Yes, I suppose one could use aa for astrology. I used it to generate data for a scientific analysis of the effect of moon positions on rainfall. The most significant factor was not the phases of the moon, as some people argue, but the declination of the moon… ie its position in relation to the equator.
The moon’s gravity tends to drag weather systems like cyclones across the equator as it moves from 28 deg north to 28 deg south .
It is a nice simple C program , in the old style.
There are many such programs hanging around in the scientific world… a lot of them never make it into repositories or github.
I meant astronomy. Although there are a few astrology programs that can be used for astronomy and give rise and set times for sun and moon, etc.
Thank you for that detail.
I can add that R , at the moment, only has an X11 driver for its screen graphics, but it also has printable graphics to file ( like png or ps)
That interests me. There must, in the past, have been xservers that did not require systemd.
Does Wayland have dependency on systemd? I think maybe not… Chimera uses Wayland with the dinit init system.
Aside
I discovered that Wayland is named after a town near Redmond… apparently Redhat uses names of nearby towns for its development packages. Another example is dracut.
Those are some of my favorite types of programs. Speaking of programs that don’t make it into repositories, when you mentioned Xv earlier and I thought of picaxo. It’s a really lightweight, very basic image viewer. It was written for SDL. I like to use it especially when I want a quick view of a graphics file. perigee ( Perigee Slideshow ) is nice too. It’s a very simple slideshow graphics viewer. I wrote a FLTK front end for it at one point since it’s command line based and only has a GUI for Win32.

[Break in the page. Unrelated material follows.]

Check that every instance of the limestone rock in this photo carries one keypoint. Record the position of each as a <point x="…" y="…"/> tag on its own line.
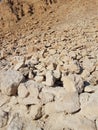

I saw a thing called FLUID… it seems to be a gui for making things with FLTK. You probably know it.
Me too.
Most of the scientific ones are Fortran.
There used to be an index of them, I think on gopher or maybe netlib. I will see if I can find it.
Scientific problems make good programming fodder as they are usually well defined and of finite extent.
FLTK recently gained wayland support.
I know they’ve been working on it for a long while now. Just not sure how stable it is yet. Haven’t you tried any FLTK applications with a Wayland backend and if so, what were your impressions?
This is not list I remember
An advantage of C is that it almost never changes. Nice find @nevj
Yes, you can compile a C program almost anywhere. That is why Unix and Linux are portable OS’s, because they are written in a portable language. That was originally a big advance… previous OS’s were machine specific.
Fortran has a new standard about every 10 years, but it keeps backward compatability… I can compile old fortran on a modern compiler.